Actualité
Appels à contributions
Le jeu et ses formes dans la littérature (Bordeaux)

Le jeu et ses formes dans la littérature (Bordeaux)

Publié le par Université de Lausanne (Source : Joy Courret Lidia Sánchez de Las Cuevas)

Le jeu et ses formes dans la littérature 

Université Bordeaux Montaigne

22 janvier 2020

 

Cette initiative doctorante a pour objectif la tenue d’une journée d’étude autour du couple jeu-littérature. Nous souhaiterions nous intéresser aux interactions de ces deux phénomènes et à leurs implications : Quels jeux sont représentés dans les romans ? Comment y sont-ils représentés ? En quoi un poème est le résultat d’un ensemble de jeux de mots et de paroles ? Pourquoi appelons-nous "jeu dramatique" la représentation théâtrale ? Le contrat de lecture peut-il être considéré comme un jeu entre l’auteur et le lecteur ? Dans ce cas, qui établit les règles de ce jeu et en quoi consistent-elles ?

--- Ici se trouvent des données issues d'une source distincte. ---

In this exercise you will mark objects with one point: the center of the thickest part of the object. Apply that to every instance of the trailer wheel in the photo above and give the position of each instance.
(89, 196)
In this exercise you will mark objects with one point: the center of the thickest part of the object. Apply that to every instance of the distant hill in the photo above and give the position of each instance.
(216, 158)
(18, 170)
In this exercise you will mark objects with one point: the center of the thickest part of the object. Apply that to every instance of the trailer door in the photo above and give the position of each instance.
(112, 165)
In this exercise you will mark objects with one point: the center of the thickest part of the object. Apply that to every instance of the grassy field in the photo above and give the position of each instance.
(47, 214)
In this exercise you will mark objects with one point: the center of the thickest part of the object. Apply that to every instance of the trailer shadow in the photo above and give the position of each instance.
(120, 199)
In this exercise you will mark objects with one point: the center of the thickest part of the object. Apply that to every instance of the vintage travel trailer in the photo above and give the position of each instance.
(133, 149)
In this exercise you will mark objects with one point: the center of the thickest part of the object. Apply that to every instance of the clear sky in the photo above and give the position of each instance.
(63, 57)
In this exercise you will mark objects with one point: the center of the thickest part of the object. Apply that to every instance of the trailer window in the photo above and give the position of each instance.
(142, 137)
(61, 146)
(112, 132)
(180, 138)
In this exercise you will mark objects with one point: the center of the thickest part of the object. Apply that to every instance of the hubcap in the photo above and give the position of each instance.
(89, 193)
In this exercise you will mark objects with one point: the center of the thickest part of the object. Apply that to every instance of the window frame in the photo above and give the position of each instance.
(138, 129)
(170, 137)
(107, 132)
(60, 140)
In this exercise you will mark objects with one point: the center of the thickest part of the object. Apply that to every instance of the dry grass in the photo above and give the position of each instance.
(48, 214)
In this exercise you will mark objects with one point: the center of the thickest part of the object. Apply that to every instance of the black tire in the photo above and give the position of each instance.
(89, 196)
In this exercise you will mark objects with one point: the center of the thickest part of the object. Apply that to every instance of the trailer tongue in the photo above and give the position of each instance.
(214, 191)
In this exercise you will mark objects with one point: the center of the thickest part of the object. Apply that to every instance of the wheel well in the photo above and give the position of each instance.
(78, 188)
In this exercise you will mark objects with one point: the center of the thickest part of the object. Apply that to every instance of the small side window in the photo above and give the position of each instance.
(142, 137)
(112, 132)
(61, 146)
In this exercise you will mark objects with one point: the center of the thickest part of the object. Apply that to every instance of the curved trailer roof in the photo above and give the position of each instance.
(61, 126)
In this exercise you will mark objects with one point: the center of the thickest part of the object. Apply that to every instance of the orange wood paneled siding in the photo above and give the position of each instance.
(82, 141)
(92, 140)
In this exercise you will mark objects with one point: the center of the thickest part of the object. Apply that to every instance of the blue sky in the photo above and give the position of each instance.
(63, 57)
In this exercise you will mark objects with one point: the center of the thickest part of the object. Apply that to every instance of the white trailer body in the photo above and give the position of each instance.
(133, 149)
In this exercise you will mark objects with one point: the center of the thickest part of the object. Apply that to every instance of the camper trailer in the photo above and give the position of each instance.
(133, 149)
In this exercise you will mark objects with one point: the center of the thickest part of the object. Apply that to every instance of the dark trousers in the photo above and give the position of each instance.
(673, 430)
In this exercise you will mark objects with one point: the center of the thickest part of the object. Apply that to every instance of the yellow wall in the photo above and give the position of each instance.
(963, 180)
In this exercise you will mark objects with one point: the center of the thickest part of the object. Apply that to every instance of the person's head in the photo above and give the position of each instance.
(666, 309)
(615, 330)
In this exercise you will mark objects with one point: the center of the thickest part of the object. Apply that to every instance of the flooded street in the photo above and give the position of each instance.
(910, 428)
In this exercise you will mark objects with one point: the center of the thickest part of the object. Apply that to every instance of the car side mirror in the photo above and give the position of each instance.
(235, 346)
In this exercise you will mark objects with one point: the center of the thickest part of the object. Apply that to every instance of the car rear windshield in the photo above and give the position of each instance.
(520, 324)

Le jeu est généralement compris comme une activité ou pratique soumise la plupart du temps des règles que les joueurs doivent respecter afin de pouvoir gagner. Cette pratique est souvent destinée au divertissement ou à faire passer agréablement le temps de celui qui s’y livre. Mais le concept de jeu n'est pas aussi univoque qu'il n'y paraît de prime abord. L. Wittgenstein, dans Recherches philosophiques, le considère comme « un concept aux contours flous ». Il n’existe pas une définition unique du concept de jeu. En effet, comme le philosophe l’indique, les ressemblances apparaissant entre certains jeux disparaissent dans d’autres. L'historien Johan Huizinga et le sociologue Roger Caillois ont travaillé à leurs propres théories sur ce thème du jeu en relation avec le sacré et la culture. Huizinga en fait l'étude complète dans son ouvrage Homo Ludens publié en1938. Quant à Caillois, c'est dans Les jeux et les hommes, paru en 1958, qu'il vient ajouter son regard de sociologue. Dans cet ouvrage il développe une classification en quatre types qu’il baptise : « agon », « alea », « mimicry » et « ilinx ». Pour Johan Huizinga, le jeu représente une action qui permet de sortir de la réalité et de la vie courante, tout en respectant les limites spatio-temporelles que cette activité ludique implique. Entremêlé à l'apport de Huizinga, Caillois insiste sur l'incertitude du jeu, en effet, son issue n'est jamais établie à l'avance. Le jeu est appréhendé par les deux spécialistes comme une pratique humaine régissant la société et ses composantes. Cet ensemble de points de vue est particulièrement intéressant pour nous car il implique une diversité qui est représentée dans une multitude de formes et d'applications différentes. Plusieurs types de jeux se sont développés de multiples façons au cours de l'histoire littéraire. Leurs représentations, leurs fonctions et leurs formes sont riches et variées. Afin d'explorer les jeux et leurs formes dans la littérature, cette journée pourra s’articuler autour de quatre axes suivants :

1- La représentation du jeu dans le récit littéraire

Les jeux peuvent apparaître comme faisant partie des mœurs d’une société dans laquelle les personnages se trouvent. Nous avons ainsi connaissance des jeux anciens qui ne se pratiquent plus de nos jours et d’autres qui, au contraire, sont toujours pratiqués : le billard, les boules, le croquet, les échecs, les dés, l’oie, l’osselet… Les maisons de jeux, comme le casino, peuvent fonctionner comme des espaces dans le récit. C’est ainsi le cas dans La novela de Don Sandalio, jugador de ajedrez de Miguel de Unamuno. Dans cette nouvelle le casino est le lieu principal où l’action se déroule et cet espace acquiert une fonction fondamentale dans la construction du récit. Les personnages eux-mêmes peuvent être des joueurs, comme le personnage principal dans Le joueur d’échecs de Stefen Zweig ou dans le roman Le joueur de Dostoïevski, dans lequel le personnage, plongé dans la pauvreté et la détresse sociale, souffre d'une addiction intense au jeu qui le fait sombrer dans un gouffre encore plus profond. Le jeu ici perd sa dimension ludique et amusante pour aliéner le protagoniste. Le jeu, osons le dire, se joue littéralement du personnage.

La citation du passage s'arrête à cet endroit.